Waar het betreft de gevolgen van de opzegging heeft het volgende te gelden.
Het hof stelt voorop, dat bij de beoordeling of een opzegging van een arbeidsovereenkomst als kennelijk onredelijk moet worden aangemerkt vanwege het zogenoemde gevolgencriterium (artikel 7:681, tweede lid, sub b, BW) maatstaf is of, mede in aanmerking genomen de voor de werknemer getroffen voorzieningen en de voor de werknemer bestaande mogelijkheden om ander passend werk te vinden, de gevolgen van de opzegging voor de werknemer te ernstig zijn in vergelijking met het belang van de werkgever bij de opzegging.
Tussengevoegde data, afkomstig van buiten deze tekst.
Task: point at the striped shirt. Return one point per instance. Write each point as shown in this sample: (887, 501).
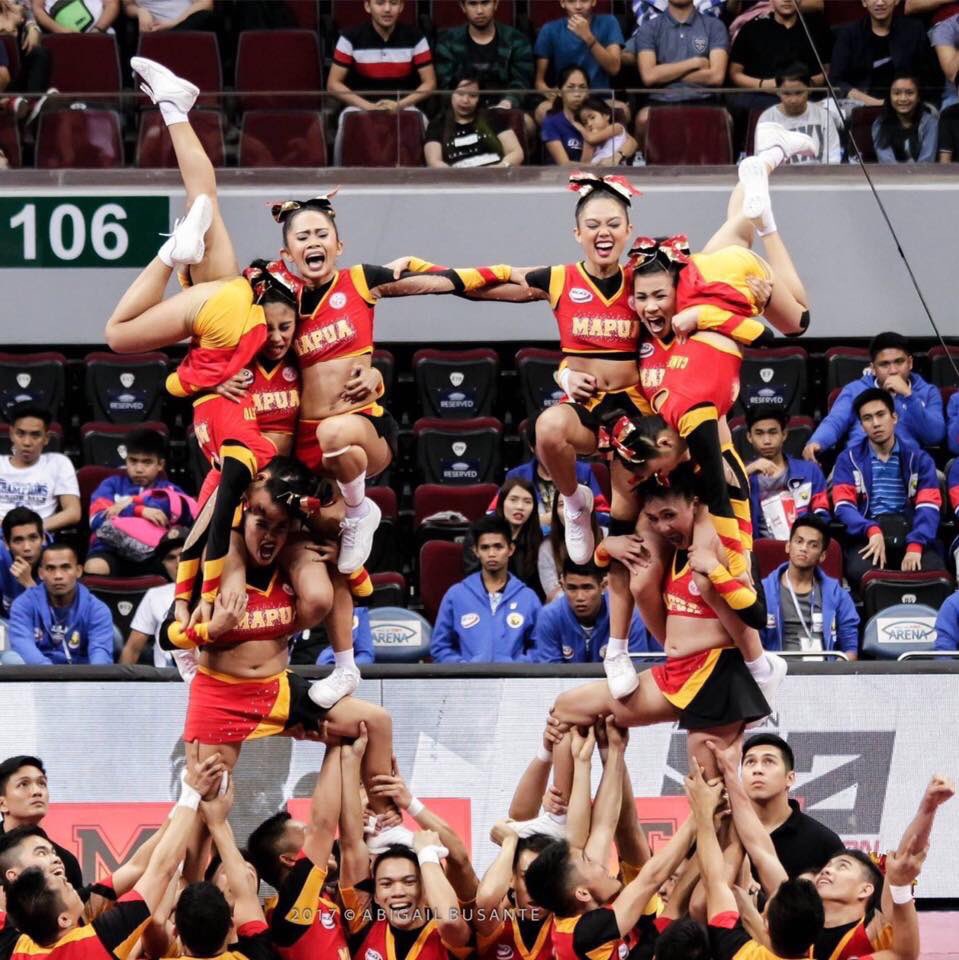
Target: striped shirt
(382, 65)
(888, 494)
Daarbij dienen alle omstandigheden zoals deze zich niet later dan op het tijdstip van ingang van het ontslag voordeden in aanmerking te worden genomen.
Nadien intredende omstandigheden kunnen slechts in aanmerking worden genomen voor zover zij aanwijzingen opleveren voor wat niet later dan op voormeld tijdstip kon worden verwacht.
De enkele omstandigheid dat de werknemer zonder toekenning van een vergoeding is ontslagen, levert in het algemeen geen grond op voor toewijzing van een vordering als bedoeld in artikel 7:681, eerste lid, BW. Daartoe dienen bijzondere omstandigheden te worden gesteld en zo nodig bewezen, die in de kern inhouden dat het ontslag is gegeven in strijd met algemeen aanvaarde normen van goed werkgeverschap.
Tussen partijen staat vast dat de reorganisatie van de [Groep] (waarvan FPC een onderdeel is) gepaard is gegaan met de toepassing van een sociaal plan als resultante van een overeenstemming tussen de bestuurder en de ondernemingsraad. In dat sociaal plan is een afvloeiingsregeling getroffen voor boventallige werknemers, zoals [appellant]. FPC heeft ook volgens dat sociaal plan een vergoeding aan [appellant] toegekend. Dat dit sociaal plan in onvoldoende mate een voorziening vormt gelet op de gevolgen van de beëindiging van de arbeidsovereenkomst, wordt door [appellant] wel gesteld, maar slechts in beperkte mate toegelicht. [appellant] betoogt in wezen dat slechts een voorziening inhoudende een aanvulling van zijn uitkering voor de verwachte duur van de werkloosheid tot 100% van het loon, waarop hij vanaf 1 januari 2012 aanspraak zou kunnen maken, de enig billijke uitkomst is. Of [appellant] daadwerkelijk tot 1 januari 2015 werkloos zal blijven, staat naar het oordeel van het hof nog allerminst vast. Maar zelfs als de schade als gevolg van het ontslag op een dergelijk bedrag begroot zou dienen te worden betekent dit nog niet dat FPC gehouden is om een dergelijk bedrag aan [appellant] te vergoeden.
Voor zover het hof de stellingen van [appellant] goed begrijpt is hij van mening dat uit het oogpunt van goed werkgeverschap FPC een dergelijke aanvullende uitkering dient te betalen, omdat de beëindiging van de arbeidsovereenkomst in de risicosfeer ligt van FPC, terwijl bovendien zijn kansen op de arbeidsmarkt zeer beperkt zijn te achten.
Het hof merkt allereerst op dat de omstandigheid dat het sociaal plan niet met de vakbonden is overeengekomen, nog niet betekent dat daaraan geen enkele waarde kan worden toegekend. Het plan is in ieder geval niet eenzijdig vastgesteld door de [Groep]. [appellant] miskent voorts dat een belang van FPC om te reorganiseren niet wordt betwist en evenmin dat dit als noodzakelijk gevolg heeft dat daarbij een aantal medewerkers wordt ontslagen, indien zij niet voor herplaatsing in aanmerking komen. Voor een dergelijke situatie is een algemene financiële voorziening getroffen rekening houdend met leeftijd en dienstjaren met als correctiefactor 0,8 (kantonrechtersformule). Daarnaast voorziet het plan ook nog in een externe bemiddeling al dan niet gepaard gaan met het vergoeden van opleidingskosten. In die zin is het sociaal plan aan te merken als een redelijke voorziening. In de door [appellant] aangevoerde persoonlijke omstandigheden kan het hof ook niet een grond ontwaren om daar in zijn geval anders over te oordelen, nu die omstandigheden niet van dien aard zijn dat een uitzondering op de in het sociaal plan toegezegde vergoeding gerechtvaardigd is. Ook de derde grief faalt.